The conservative justices, like conservative critics of the law generally, are unlikely to be persuaded by Obama’s recitation of the merits of the law, which he repeated at length Tuesday. But they might well be reluctant to upend a law that now has broad acceptance in American society.

The Kaiser Family Foundation, which tracks public opinion on the matter, found in April that more Americans had a favorable view of the law (43 percent to 42 percent) for the first time since 2012. That difference is not statistically significant, but the favorable view is up 10 points since the botched HealthCare.gov rollout in 2013 and the unfavorable view is down seven points. Forty-six percent favor keeping the law as is, compared with 41 percent who favor scaling it back or repealing it.

More evidence of the acceptance of Obamacare: Gallup found last month that only 5 percent called it the country’s most important problem. That compares with 26 percent in September 2009.

Certainly, those numbers could change if premiums jump as expected. But the recent improvement in the law’s standing comes even though most Americans aren’t aware the law has cost the government less than forecast.

With such broad acceptance of (if not fondness for) the new health care status quo, it’s difficult to imagine the Supreme Court justices taking away health coverage for 6 million or 7 million Americans, causing costs to skyrocket for millions of others, and likely plunging the entire American health care system into chaos. That’s not just judicial activism — it would be a judicially induced cataclysm.

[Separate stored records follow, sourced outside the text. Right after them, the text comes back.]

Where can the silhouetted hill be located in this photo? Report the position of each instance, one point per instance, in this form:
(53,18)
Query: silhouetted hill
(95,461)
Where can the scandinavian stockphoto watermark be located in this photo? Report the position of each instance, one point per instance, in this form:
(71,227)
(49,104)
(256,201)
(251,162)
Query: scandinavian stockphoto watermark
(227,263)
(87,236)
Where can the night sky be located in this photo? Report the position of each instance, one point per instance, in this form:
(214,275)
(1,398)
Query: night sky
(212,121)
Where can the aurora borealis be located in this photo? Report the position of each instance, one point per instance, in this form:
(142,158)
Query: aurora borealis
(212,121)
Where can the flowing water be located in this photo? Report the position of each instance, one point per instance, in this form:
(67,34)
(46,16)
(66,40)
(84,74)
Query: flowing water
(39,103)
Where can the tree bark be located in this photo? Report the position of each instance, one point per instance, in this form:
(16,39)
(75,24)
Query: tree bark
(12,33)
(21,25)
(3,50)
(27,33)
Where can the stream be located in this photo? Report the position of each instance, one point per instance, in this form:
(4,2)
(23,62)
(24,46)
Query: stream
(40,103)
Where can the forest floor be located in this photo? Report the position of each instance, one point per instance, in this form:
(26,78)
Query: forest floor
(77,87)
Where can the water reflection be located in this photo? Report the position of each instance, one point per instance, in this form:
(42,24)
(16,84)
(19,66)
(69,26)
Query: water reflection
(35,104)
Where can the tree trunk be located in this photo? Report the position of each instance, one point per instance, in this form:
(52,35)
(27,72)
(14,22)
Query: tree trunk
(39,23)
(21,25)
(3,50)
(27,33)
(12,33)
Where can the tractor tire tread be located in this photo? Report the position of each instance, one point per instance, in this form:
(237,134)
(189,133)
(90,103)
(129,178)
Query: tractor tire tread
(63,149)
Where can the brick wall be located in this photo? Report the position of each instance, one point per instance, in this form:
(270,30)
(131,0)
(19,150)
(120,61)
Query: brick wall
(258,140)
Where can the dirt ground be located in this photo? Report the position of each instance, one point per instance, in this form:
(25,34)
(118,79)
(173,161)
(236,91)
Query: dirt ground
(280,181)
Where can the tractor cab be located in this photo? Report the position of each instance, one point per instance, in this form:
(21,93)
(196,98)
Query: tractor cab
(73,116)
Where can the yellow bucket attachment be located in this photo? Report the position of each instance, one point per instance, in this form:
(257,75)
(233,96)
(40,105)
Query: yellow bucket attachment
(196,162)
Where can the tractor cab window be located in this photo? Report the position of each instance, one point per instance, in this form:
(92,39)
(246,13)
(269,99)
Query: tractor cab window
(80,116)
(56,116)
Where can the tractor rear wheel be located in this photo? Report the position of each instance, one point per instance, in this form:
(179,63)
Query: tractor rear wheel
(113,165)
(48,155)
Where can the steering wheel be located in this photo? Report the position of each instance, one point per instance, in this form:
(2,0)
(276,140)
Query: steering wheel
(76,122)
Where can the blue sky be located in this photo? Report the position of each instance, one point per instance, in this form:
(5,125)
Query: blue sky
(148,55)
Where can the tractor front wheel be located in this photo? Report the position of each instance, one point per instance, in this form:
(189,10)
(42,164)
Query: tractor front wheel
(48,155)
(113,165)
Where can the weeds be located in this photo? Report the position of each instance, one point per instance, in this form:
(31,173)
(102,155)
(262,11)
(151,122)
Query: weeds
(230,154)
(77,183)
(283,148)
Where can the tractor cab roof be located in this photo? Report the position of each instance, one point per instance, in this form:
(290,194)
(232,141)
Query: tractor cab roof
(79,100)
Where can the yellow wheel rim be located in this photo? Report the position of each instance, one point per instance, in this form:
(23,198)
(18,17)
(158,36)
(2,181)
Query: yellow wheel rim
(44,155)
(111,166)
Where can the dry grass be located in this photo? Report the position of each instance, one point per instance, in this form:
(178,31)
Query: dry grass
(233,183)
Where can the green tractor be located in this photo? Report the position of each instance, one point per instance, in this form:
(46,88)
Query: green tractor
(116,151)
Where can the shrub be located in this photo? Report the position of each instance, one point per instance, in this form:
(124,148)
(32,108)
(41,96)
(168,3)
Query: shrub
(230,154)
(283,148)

Such a cataclysm has no place in the catechism of Sister Carol Keehan, chief of the Catholic Health Association and a key early supporter of Obamacare, who broke with the Catholic bishops to support the law.

“It would be unspeakably cruel,” she said when I asked her after the conference what an adverse Supreme Court ruling would produce. Millions of people — pregnant women, cancer victims, heart patients — would lose coverage, she said. “The panic is going to spread, the confusion. It’s going to be incredibly chaotic.” And, with Congress unable to agree even on little things, the chaos would persist.

“It makes me crazy just to think of it,” Keehan said, urging me to “light a candle” as the justices prepare their opinion.

I’ll leave the votive offering to Sister Carol. I have faith the conservative justices, even if they detest Obamacare, have no desire to throw the country into chaos.